Mous avons noté que ces arbres sont assez élevés. Pour cueillir les fruits, on les abat tout simplement en lançant un lourd bâton. dans branches, ou encore en les cognant avec une longue perche.

Par bonheur, le fruit, en tombant à terre, ne s’abîme pas, comme le font, en pareils cas, les poires et les pommes de nos pays, qui perdent leur valeur de « fruits à couteau » dès qu’elles ont subi un choc.

Nous avons dit que le moment favorable à la cueillette est assez difficile à déterminer. Si le fruit est cueilli trop tôt, sa chair n’a pas encore acquis son « fondant ». et sa saveur. S’il l’est trop tard, cette pulpe devient si molle que le fruit n’est plus transportable et doit être mangé sur-le-champ.

Pour certaines variétés, le problème n’est pas difficile à résoudre, car l’enveloppe extérieure se revêt d’une nuance qui indique la maturité. Pour les autres, le fruit ne changeant pas de couleur, il est de règle d’attendre que l’arbre soit en complète floraison avant de commencer la cueillette.

Et c’est une des particularités de l’avocatier que ses fruits sont si solidement attachés qu’ils ne se détachent jamais d’eux-mêmes, comme le font la poire et tant d’autres fruits.

La saveur des avocats augmente considérablement, lorsqu’on les conserve quelques jours dans une caisse remplie de paille ou de foin, et placée dans une pièce exposée au soleil. Les Indiens obtiennent des résultats plus rapides en rangeant les fruits sur des claies placées, assez haut au-dessus du foyer de leur hutte.

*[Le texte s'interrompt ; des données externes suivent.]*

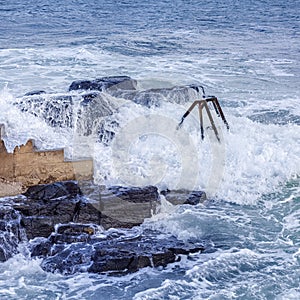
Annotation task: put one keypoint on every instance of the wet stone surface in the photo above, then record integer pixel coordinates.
(75, 233)
(116, 251)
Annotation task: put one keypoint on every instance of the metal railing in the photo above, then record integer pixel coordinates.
(204, 104)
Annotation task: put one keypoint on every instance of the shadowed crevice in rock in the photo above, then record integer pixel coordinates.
(117, 252)
(74, 233)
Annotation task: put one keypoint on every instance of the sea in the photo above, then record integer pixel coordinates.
(247, 54)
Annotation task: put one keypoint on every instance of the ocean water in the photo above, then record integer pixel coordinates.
(244, 52)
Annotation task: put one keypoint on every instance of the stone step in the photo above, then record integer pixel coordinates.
(27, 166)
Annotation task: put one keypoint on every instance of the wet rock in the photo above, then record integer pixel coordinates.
(47, 205)
(116, 252)
(36, 92)
(154, 97)
(55, 109)
(104, 83)
(62, 110)
(177, 197)
(53, 190)
(119, 206)
(11, 232)
(51, 204)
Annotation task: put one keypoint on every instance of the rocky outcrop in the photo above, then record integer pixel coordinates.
(177, 197)
(105, 83)
(155, 97)
(115, 251)
(51, 204)
(11, 232)
(74, 229)
(27, 166)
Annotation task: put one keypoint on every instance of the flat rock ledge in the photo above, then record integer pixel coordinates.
(88, 228)
(115, 251)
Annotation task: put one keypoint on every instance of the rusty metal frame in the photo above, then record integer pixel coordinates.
(204, 104)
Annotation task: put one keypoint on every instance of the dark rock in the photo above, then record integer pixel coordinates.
(51, 204)
(11, 232)
(60, 110)
(53, 190)
(154, 97)
(36, 92)
(117, 252)
(182, 196)
(124, 206)
(104, 83)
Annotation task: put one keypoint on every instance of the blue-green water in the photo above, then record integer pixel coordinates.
(244, 52)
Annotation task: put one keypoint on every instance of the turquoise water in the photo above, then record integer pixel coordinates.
(247, 54)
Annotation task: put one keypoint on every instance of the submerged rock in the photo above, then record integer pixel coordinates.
(114, 251)
(62, 202)
(11, 232)
(155, 97)
(177, 197)
(104, 83)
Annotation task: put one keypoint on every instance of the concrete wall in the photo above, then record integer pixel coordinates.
(26, 166)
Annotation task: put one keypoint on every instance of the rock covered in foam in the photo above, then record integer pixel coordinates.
(114, 251)
(11, 232)
(105, 83)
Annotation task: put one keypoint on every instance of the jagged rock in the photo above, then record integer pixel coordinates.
(177, 197)
(53, 190)
(36, 92)
(119, 206)
(154, 97)
(11, 233)
(56, 110)
(104, 83)
(50, 204)
(116, 251)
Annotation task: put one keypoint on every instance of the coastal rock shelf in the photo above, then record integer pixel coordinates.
(89, 105)
(27, 166)
(73, 232)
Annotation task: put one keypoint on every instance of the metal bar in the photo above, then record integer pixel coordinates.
(187, 113)
(211, 120)
(221, 112)
(201, 119)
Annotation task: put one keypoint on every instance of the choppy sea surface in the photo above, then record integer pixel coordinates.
(244, 52)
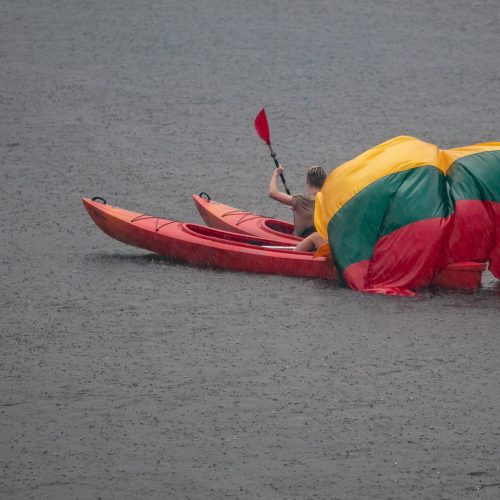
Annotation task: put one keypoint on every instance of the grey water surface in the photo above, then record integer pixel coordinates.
(124, 375)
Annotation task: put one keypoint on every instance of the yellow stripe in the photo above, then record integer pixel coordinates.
(396, 155)
(448, 156)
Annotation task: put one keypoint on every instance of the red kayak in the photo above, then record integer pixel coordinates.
(218, 215)
(207, 246)
(237, 252)
(227, 218)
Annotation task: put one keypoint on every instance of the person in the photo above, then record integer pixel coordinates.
(301, 204)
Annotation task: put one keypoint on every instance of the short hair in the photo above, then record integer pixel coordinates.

L’avocatier présente cette autre particularité fort remarquable qu’il croit et prospère à des altitudes très variées, à condition qu’il reste sous les tropiques.

Une espèce, originaire des Antilles, ne prospère qu’à une altitude inférieure à 300 mètres. C’est exprimer qu’il lui faut le maximum de chaleur, et d’un bout de l’année à l’autre.

D’autres espèces ne donnent pas de fruits dans les terrains élevés à moins de 300 ou 350 mètres au-dessus du niveau de la mer. A mesure que l’altitude s’élève, on rencontre d’autres variétés acclimatées à d’autres conditions climatériques.

M. Wilson Popenoe a même découvert une espèce qui donne de beaux et nombreux fruits à une altitude de 8 500 pieds, soit environ 2800 mètres, c’est-à-dire dans une région sujette à des gels, bien que située sous les tropiques.

Il va de soi qu’à cette variété d’altitudes correspond une variété dans les époques de maturité. Et c’est ce qui explique pourquoi, dans un pays chaud et montagneux comme l’est le Guatemala, on peut trouver des avocats mûrs d’un bout à l’autre de l’année.

Par exemple, les arbres poussant à plus de 2 000 mètres donnent leur récolte de mai à août, alors que ceux qui poussent à moins de 1 000 mètres fournissent des fruits de novembre à février.

On voit que cette plante joue bien un rôle providentiel dans ces régions tropicales, rôle que l’on pourrait presque comparer à celui de la banane pour d’autres parties de l’Amérique, ou à celui de la datte pour le littoral africain de la Méditerranée.

M. Wilson Popenoe est d’opinion que l’avocat est destiné à faire concurrence à l’orange, dans toute l’étendue des États-Unis. C’est très possible. Déjà, un New-Yorkais peut obtenir pour dix sous un avocat de bonne taille.

Quand la culture de cet arbre se sera développée en Floride et en Californie, le prix actuel diminuera automatiquement. L’avocat n’est pas de ces fruits tropicaux dont un blanc doit « faire son apprentissage » avant de leur trouver bon goût : il plaît à tous les palais !

Une fois de plus, nous aurons montré ici les services éminents que les agricultural explorers du ministère de l’Agriculture américain rendent à leur pays, en découvrant de nouvelles espèces qui ajoutent bientôt à ses ressources et à ses richesses.